Understanding Practical Trade-offs
Try Models in the Cloud First
If you do not yet have suitable hardware, evaluating models in the cloud is the safest way to understand real-world performance before investing in equipment.
Examples of platforms that let you select models and hardware (examples only; we do not endorse or partner with these services):
-
RunPod
-
Vast.ai
-
Lambda.ai
These platforms allow experimentation with different GPU types, quantizations, and model families.
What About Specific Models?
We don't recommend specific models. However, for internal evaluation purposes we have tested compact models such as Mistral Small 3.2 to understand baseline capabilities. In our tests, models of this size could handle simple tasks and small items, but they also showed clear limitations — including a higher tendency to hallucinate and tendency to fail on more complex cases. This is an example, not a recommendation. Different environments have very different performance expectations, so choosing the model remains your decision.
Already Running a Model?
If your model supports an OpenAI-compatible API and returns Structured output, you can integrate it with Intella Assist immediately.

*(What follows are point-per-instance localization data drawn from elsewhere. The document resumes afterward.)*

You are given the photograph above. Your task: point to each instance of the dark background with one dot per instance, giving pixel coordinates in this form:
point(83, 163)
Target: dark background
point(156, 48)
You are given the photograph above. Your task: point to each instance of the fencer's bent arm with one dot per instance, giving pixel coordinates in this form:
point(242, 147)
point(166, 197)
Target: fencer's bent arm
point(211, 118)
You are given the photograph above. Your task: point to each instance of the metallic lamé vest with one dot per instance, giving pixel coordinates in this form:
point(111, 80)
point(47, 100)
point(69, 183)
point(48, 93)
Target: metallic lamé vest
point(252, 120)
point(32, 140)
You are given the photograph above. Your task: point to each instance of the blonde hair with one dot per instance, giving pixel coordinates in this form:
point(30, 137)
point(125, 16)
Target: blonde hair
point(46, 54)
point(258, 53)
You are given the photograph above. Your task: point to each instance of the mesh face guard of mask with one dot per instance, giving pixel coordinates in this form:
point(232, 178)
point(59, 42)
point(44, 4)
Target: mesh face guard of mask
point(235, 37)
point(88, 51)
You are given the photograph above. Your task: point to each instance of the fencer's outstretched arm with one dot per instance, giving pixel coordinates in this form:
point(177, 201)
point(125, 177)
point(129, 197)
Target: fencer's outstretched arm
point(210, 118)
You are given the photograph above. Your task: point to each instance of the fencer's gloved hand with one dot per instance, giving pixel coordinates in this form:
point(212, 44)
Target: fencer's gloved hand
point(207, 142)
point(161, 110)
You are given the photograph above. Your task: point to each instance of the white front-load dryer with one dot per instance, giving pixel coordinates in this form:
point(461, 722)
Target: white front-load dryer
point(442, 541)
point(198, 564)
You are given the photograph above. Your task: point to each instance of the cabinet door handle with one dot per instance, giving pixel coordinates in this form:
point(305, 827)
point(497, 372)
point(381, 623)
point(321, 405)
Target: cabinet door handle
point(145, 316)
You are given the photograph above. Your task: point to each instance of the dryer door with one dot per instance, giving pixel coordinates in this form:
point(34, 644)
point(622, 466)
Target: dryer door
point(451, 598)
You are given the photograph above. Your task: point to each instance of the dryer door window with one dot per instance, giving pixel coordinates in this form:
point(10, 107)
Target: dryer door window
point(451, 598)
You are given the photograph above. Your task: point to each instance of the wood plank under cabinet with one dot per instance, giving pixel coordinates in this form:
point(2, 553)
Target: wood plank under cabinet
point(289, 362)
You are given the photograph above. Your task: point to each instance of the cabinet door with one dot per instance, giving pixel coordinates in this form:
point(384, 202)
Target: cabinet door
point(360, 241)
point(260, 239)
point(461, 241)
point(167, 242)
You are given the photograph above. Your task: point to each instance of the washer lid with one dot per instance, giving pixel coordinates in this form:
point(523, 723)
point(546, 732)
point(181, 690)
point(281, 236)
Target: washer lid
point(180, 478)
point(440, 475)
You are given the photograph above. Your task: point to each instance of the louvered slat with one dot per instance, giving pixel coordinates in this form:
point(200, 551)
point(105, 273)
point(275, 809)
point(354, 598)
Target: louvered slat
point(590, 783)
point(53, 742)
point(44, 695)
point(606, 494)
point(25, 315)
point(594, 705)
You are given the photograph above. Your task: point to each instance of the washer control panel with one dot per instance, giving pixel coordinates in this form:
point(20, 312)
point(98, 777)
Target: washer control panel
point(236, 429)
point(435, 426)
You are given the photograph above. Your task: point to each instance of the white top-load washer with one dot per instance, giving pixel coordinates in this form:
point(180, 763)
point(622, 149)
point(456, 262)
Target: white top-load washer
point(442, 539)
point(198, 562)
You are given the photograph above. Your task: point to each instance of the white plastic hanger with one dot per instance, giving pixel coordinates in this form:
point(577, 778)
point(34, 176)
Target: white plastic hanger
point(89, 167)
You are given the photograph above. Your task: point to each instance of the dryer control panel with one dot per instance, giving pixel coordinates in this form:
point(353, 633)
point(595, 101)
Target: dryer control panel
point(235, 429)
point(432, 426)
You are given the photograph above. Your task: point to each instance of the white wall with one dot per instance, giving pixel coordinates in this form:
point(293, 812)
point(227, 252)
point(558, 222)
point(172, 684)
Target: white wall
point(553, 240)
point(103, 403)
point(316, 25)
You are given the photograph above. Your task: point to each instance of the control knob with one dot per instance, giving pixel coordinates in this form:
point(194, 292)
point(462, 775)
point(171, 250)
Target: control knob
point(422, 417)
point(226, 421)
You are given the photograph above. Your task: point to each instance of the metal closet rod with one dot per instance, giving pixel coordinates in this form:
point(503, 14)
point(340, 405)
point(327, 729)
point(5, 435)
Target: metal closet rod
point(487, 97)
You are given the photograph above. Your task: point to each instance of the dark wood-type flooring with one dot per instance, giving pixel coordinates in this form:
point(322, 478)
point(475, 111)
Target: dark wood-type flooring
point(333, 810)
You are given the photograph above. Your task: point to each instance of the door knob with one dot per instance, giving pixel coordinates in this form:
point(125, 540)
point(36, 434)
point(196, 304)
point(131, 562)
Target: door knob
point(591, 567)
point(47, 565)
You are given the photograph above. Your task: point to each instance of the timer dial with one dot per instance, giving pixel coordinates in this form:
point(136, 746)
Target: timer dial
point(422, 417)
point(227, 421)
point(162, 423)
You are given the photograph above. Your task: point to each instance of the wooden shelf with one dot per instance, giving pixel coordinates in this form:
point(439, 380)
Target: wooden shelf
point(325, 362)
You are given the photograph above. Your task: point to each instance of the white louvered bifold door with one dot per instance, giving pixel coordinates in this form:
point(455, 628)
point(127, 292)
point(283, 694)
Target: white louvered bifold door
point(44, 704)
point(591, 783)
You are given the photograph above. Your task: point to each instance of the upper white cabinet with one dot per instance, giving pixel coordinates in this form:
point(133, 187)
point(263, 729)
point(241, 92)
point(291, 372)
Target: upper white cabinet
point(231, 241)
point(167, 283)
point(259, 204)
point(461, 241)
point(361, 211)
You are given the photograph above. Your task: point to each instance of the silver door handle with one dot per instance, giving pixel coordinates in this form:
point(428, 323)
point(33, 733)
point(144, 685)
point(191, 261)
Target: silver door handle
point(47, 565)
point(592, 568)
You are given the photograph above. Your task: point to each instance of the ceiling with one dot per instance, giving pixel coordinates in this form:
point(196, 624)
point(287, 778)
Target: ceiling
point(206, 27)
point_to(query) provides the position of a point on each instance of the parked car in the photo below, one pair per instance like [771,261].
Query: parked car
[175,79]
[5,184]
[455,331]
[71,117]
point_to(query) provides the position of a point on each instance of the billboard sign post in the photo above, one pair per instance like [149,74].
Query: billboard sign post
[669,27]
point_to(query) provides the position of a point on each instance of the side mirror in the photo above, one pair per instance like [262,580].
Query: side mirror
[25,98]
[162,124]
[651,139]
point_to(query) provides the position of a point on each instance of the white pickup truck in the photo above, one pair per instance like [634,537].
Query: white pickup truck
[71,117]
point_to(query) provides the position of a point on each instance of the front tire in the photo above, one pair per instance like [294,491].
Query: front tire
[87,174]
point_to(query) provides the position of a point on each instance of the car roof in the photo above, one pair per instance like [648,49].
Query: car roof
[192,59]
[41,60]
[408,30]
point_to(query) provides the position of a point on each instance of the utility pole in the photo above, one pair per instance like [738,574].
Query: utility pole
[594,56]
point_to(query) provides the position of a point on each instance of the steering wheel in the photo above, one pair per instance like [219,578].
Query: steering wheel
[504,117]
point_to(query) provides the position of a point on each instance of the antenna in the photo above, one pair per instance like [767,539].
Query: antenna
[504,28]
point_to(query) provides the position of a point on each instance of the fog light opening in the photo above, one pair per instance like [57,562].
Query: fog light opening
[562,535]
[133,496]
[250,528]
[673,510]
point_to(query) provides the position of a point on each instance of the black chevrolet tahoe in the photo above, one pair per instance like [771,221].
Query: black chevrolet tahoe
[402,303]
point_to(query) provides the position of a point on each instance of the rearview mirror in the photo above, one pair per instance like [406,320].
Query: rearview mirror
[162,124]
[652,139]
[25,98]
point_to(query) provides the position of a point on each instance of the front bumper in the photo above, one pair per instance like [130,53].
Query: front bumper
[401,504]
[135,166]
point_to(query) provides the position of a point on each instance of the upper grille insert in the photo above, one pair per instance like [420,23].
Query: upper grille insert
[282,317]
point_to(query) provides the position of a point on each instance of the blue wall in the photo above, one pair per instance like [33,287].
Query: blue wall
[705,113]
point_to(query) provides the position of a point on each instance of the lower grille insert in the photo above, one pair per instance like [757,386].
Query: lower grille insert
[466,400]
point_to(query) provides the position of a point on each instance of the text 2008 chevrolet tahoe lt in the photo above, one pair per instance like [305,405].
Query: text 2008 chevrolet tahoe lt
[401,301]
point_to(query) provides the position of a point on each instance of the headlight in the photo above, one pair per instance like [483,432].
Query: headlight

If the results are slower or less accurate than expected, you can revisit your setup to improve either performance or quality.

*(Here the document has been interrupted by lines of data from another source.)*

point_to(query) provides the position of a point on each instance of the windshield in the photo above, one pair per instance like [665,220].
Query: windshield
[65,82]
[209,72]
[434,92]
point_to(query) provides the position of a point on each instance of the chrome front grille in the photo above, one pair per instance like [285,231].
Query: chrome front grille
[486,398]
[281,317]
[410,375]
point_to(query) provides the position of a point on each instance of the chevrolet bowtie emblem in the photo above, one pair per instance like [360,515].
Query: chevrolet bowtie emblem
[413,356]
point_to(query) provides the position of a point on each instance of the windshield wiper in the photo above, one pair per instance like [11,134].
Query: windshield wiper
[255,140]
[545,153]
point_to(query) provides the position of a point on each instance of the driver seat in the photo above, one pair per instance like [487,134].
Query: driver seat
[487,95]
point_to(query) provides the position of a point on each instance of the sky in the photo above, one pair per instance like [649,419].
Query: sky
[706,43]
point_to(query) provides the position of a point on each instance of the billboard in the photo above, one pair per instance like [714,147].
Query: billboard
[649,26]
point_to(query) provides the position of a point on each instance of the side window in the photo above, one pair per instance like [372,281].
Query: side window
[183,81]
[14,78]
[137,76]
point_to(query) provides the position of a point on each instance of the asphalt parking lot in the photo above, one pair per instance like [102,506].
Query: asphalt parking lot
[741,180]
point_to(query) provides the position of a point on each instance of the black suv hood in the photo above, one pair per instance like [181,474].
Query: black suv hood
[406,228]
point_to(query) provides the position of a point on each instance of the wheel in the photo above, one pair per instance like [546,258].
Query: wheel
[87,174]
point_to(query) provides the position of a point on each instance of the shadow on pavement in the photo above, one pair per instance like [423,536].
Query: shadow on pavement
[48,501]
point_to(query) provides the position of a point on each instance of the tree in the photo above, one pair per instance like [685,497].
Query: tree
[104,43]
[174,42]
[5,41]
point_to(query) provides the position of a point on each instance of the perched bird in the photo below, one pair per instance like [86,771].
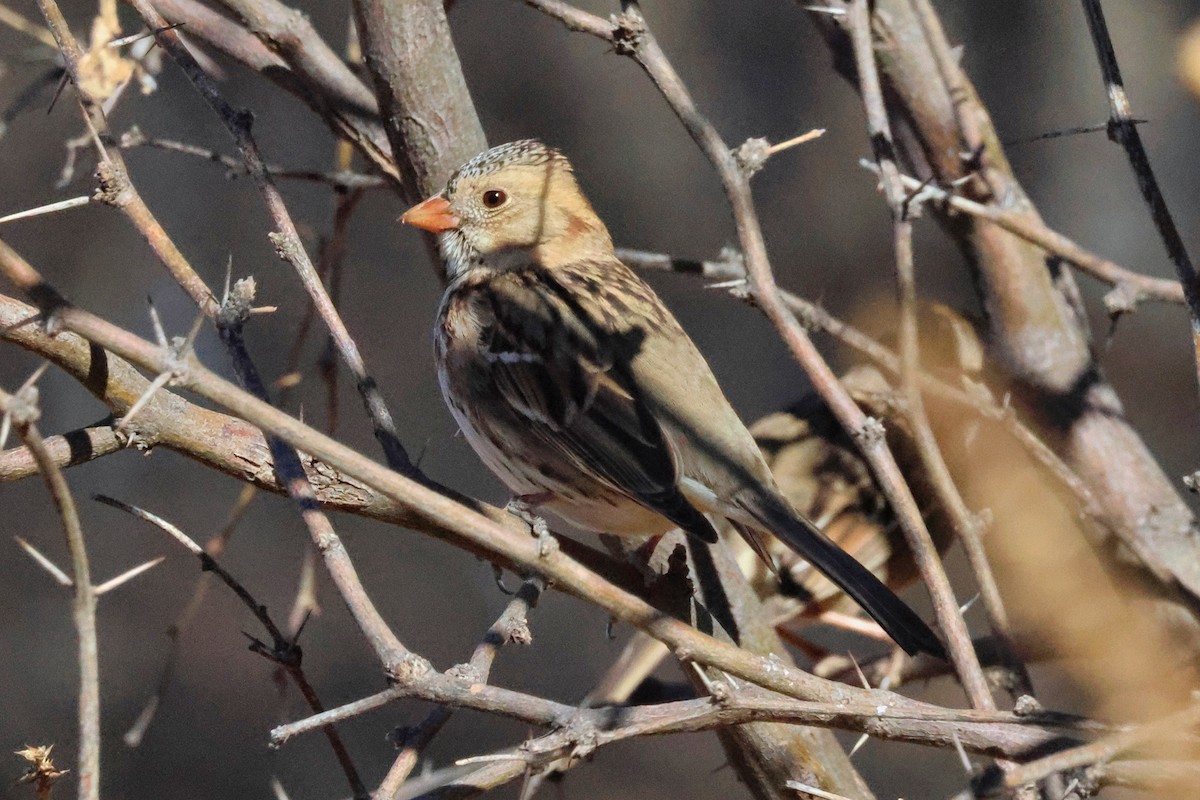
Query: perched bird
[580,390]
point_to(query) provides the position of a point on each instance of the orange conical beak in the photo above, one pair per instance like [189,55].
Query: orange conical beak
[432,215]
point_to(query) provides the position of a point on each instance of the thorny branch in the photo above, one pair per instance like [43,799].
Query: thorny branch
[430,510]
[22,410]
[286,236]
[282,650]
[1123,130]
[949,615]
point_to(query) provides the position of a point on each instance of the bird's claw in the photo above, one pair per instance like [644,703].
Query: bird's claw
[522,507]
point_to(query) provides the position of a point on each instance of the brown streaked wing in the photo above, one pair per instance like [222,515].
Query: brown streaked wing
[564,368]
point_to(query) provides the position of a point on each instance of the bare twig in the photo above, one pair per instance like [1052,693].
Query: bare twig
[17,22]
[630,36]
[214,547]
[66,449]
[286,238]
[341,180]
[282,650]
[1103,750]
[1128,288]
[49,208]
[511,626]
[115,188]
[924,551]
[1123,131]
[22,408]
[502,539]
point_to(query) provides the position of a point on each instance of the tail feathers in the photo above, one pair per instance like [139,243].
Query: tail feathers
[900,621]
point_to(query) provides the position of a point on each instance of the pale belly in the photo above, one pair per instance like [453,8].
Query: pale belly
[571,495]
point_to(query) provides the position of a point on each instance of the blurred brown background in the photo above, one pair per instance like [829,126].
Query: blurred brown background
[757,68]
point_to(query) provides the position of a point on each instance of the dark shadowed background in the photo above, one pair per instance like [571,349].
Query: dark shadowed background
[759,68]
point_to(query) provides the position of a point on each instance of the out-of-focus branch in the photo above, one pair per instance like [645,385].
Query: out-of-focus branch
[283,650]
[966,527]
[1129,288]
[1103,750]
[630,36]
[339,180]
[23,410]
[988,733]
[502,539]
[511,626]
[115,187]
[423,94]
[1035,313]
[286,236]
[349,110]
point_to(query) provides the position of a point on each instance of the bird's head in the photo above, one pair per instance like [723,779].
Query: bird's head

Improving Speed vs Improving Quality
Depending on what you want to optimize, different strategies apply.
Conclusion
Choosing a model or hardware for Intella Assist requires balancing speed, quality, context size, and task complexity. Because deployments vary widely, we cannot prescribe a single “best” option. Testing in the cloud helps determine what works reliably before committing to hardware.
As long as your model supports an OpenAI-compatible API and returns structured output, it can work with Intella Assist.
Important Notes
References to third-party tools, services, or models (such as LiteLLM, RunPod, Vast.ai, Lambda.ai, or any model family) are provided only as examples.
We do not certify, endorse, or guarantee their performance or compatibility.
Model and hardware performance depend on configuration, task design, and runtime environment.
Customers are responsible for selecting, configuring, and maintaining the infrastructure and models they use with Intella Assist.